Tuesday, June 22, 2010

Dealing with "deprecated" std::copy()

Although the issue of Microsoft having chosen, by the agency of its so-called "safe string" library, to deprecate large parts of the standard library in general, and std::copy() in particular, is hardly new, there's still some confusion in the community about what to do about it, and how to work around it if that's what you choose to do.

If, as I do on occasion, you choose not to suppress the warnings (by ignoring 4996, or by defining _SCL_SECURE_NO_WARNINGS) but instead want to ignore specifically for std::copy(), you can do it as follows:

#include <stlsoft/algorithms/std/alt.hpp>
#include <stlsoft/internal/safestr.h>

#if defined(STLSOFT_USING_SAFE_STR_FUNCTIONS) && \
    defined(STLSOFT_COMPILER_IS_MSVC)
namespace std
{
  using ::stlsoft::std_copy;
# define copy    std_copy
}
#endif // compiler

By all means it's breaking the rules and introducing names into the std namespace. Nonetheless, we can sleep easy, since, hey, we didn't start the undermining of the standard!

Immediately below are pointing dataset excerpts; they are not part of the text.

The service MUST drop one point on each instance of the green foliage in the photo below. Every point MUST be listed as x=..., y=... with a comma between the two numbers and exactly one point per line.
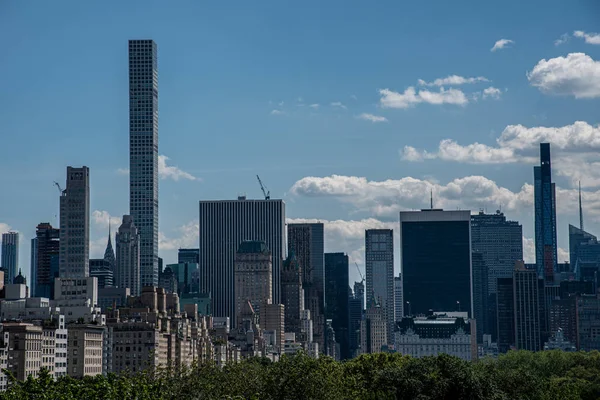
x=519, y=375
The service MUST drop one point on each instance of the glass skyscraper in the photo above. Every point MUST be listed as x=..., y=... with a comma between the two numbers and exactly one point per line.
x=545, y=216
x=143, y=153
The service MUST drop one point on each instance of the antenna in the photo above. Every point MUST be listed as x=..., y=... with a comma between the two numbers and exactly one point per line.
x=580, y=209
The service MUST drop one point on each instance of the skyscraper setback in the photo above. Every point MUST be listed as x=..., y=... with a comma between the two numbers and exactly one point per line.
x=545, y=216
x=143, y=153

The other problem is that, currently, stlsoft::std_copy() has no specialisations. It always uses long-hand iteration; no memcpy()-based block copying for random access iterators to POD types.

I hope you know me well enough by now for this to not need to be said. But it's important enough for me to have to say it explicitly, just in case: do not use this technique in library headers!